El último finde de mayo me fui a Perú. Allí, procedentes de Santiago de Chile y Washington D.C., iban a llegar también Lucía y Javi para visitar a quien me aguantó (con permiso de Rebeca) más que nadie durante el máster: mi Edu, jeje.
Hubo quedada nocturna en el aeropuerto, ya que Luci y yo llegamos con poca diferencia. Edu nos recogió con su taxista de confianza para ir directos a su casa. Dio tiempo a poco más que comentar un poco qué tal nos iba la vida en nuestros respectivos destinos y echarnos a dormir, puesto que al día siguiente un vuelo bien madrugador nos acercaría a la ciudad de Cuzco.
Dicho y hecho, el viernes 28 se tocó diana temprano. Tras conseguir mis nuevos soles peruanos (la moneda local) y una pastilla para el mal de altura, rumbo a Cuzco (impresionantes las vistas al sobrevolar los Andes). ¿Pastilla para el mal de altura? Pues sí, resulta que la dichosa ciudad está por encima de los 3.000 metros de altura, así que al bajar del avión uno siente como si estuviera de resaca. Afortunadamente, una infusión a base de hoja de coca que nos ofrecieron en el hostal alivió los síntomas.
Salimos de excursión. Lo primero, una vista de la ciudad. Cuzco me resultó sorprendentemente grande. De ahí nos encaminamos a una especie de reserva de animales, donde admiramos algunas especies de la fauna local. Por supuesto, no podía faltar la gran estrella: el cóndor, el ave más grande de todo el continente. Posteriormente, y bajo una estúpida lluvia, anduvimos entre las ruinas de Pisaq.
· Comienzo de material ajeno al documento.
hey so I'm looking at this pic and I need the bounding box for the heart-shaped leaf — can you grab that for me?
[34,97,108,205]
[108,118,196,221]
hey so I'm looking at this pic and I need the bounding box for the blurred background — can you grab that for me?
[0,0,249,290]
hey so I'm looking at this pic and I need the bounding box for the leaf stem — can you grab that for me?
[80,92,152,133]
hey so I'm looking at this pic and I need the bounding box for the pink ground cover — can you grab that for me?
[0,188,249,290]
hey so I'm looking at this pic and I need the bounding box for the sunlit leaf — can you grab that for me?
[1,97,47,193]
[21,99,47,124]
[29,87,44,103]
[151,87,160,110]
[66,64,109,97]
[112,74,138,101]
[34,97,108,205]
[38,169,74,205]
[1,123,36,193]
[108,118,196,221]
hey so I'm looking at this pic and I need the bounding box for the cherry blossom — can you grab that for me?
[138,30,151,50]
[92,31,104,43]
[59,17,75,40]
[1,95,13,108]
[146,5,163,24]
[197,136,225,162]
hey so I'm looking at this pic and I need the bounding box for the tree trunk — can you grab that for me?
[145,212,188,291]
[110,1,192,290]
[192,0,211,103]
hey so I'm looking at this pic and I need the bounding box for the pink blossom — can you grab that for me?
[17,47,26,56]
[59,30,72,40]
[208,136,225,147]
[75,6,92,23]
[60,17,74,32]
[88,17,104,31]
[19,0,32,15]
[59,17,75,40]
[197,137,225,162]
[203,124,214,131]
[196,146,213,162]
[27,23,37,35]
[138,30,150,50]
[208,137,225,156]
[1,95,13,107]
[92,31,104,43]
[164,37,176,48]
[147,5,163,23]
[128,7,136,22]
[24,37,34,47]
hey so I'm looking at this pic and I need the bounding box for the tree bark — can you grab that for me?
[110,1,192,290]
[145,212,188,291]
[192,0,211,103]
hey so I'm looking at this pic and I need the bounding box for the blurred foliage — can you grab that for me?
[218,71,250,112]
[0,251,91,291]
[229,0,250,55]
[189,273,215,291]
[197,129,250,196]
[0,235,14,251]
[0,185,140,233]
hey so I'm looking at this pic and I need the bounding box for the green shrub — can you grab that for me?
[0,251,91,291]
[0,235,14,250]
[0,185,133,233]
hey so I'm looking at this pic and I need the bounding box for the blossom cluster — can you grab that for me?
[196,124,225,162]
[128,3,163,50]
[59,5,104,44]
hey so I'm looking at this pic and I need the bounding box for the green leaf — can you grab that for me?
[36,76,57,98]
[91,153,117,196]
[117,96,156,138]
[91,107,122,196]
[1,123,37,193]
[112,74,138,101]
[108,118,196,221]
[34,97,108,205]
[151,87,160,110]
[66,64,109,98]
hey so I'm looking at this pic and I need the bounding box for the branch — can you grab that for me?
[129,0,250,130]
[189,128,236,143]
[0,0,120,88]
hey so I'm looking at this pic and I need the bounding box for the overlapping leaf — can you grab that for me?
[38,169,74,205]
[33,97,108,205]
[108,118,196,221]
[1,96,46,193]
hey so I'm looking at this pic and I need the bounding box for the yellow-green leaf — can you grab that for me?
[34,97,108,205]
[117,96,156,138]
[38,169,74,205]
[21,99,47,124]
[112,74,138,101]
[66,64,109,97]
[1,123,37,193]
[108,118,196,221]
Salimos de excursión. Lo primero, una vista de la ciudad. Cuzco me resultó sorprendentemente grande. De ahí nos encaminamos a una especie de reserva de animales, donde admiramos algunas especies de la fauna local. Por supuesto, no podía faltar la gran estrella: el cóndor, el ave más grande de todo el continente. Posteriormente, y bajo una estúpida lluvia, anduvimos entre las ruinas de Pisaq.
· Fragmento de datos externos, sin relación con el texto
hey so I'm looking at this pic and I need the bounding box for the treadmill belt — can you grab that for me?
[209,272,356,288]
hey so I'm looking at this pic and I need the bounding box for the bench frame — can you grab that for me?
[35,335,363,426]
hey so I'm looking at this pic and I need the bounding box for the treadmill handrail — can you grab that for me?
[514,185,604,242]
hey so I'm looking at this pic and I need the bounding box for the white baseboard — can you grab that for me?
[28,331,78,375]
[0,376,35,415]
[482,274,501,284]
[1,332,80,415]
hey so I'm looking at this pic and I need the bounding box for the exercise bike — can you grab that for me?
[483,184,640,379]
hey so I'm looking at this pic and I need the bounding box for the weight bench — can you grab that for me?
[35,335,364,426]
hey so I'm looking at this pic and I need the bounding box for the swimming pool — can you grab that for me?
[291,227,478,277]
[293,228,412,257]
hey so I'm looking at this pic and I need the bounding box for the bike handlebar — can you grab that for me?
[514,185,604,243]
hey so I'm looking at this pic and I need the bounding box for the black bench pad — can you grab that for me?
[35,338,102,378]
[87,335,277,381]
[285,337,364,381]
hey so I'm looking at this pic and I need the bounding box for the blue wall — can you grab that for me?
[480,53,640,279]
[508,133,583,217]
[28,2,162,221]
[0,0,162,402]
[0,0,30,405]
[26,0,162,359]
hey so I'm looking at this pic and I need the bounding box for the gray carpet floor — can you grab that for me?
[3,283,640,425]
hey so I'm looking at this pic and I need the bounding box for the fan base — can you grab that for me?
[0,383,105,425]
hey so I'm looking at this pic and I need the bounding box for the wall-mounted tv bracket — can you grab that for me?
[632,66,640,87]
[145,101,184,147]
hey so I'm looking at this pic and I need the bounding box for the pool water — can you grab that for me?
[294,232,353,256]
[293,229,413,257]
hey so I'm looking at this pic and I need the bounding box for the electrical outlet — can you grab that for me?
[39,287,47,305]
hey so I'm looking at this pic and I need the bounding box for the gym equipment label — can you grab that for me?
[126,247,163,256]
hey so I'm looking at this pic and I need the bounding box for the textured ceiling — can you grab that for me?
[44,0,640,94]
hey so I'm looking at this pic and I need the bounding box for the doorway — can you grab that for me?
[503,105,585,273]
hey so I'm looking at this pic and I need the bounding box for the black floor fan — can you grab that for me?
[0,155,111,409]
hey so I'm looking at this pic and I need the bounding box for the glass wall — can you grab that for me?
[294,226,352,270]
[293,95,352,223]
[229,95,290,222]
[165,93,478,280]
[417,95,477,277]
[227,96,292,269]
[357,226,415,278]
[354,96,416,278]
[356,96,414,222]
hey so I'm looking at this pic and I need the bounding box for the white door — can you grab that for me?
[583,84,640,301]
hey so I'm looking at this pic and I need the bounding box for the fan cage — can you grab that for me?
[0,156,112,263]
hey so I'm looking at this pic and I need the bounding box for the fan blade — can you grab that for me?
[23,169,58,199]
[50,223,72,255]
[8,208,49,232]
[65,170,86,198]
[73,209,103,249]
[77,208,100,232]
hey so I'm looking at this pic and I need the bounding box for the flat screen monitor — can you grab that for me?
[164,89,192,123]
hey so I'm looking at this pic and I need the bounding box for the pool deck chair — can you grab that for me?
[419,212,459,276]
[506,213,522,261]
Tras pasar con el coche por varios parajes del Valle Sagrado de los incas y una copiosa comida, regresamos a Cuzco ya de noche, lo cual no es extraño teniendo en cuenta que el sol se oculta sobre las 6 de la tarde.
Una ducha reparadora y un breve descanso en el hostal nos dieron fuerzas para salir a explorar la ciudad. Tras pasar por la Plaza de Armas, nos topamos en plena calle con una curiosa danza ejecutada por una serie de personajes disfrazados, con máscaras al más puro estilo V de Vendetta, al son de una música muy pegadiza. Después del espectáculo, fuimos a cenar y nos retiramos al lecho temprano: al día siguiente venía el plato fuerte, la subida a Machu Picchu.
El viaje de ida resultó emocionante: un taxi a la carrera, Edu emulando a Elizabeth Swan, un autobús por un un camino estrechito y un último tramo en tren, ese sí, para disfrutar.
La subida... cómo decirlo. La subida a pie es una putada. Son infinitos escalones de piedra que suben por la ladera de la montaña entre una bonita vegetación, una humedad del carajo y un calor infernal (cierto es que si subes más temprano, el calor no es tanto). Aquello fue toda una prueba de resistencia física. Eso sí, cuando llegas arriba... aquello es espectacular. Tuvimos además la suerte de que brillara un sol radiante, haciendo que el paisaje luciera precioso.
Después de disfrutar del día allí arriba, la bajada se hizo mucho más corta. El resto de la jornada y el viaje de vuelta se hicieron un poco más duros por los horarios y cogimos la cama con gran gusto.
El domingo por la mañana lo dedicamos a ver un poquito de Cuzco: la Plaza de Armas, el mercado, etc. A mediodía, vuelo de regreso a Lima. La tarde la empleamos en visitar el barrio de Barranco y tomarnos unos pisco sours por Miraflores (los nombres se repiten con frecuencia, al parecer).
De madrugada y aún bajo los efectos de los pisco sours me tocó levantarme para volver a Panamá. El lunes por la mañana llegué y directo a trabajar, pero mi mente estaba todavía en Perú... ¡qué viaje!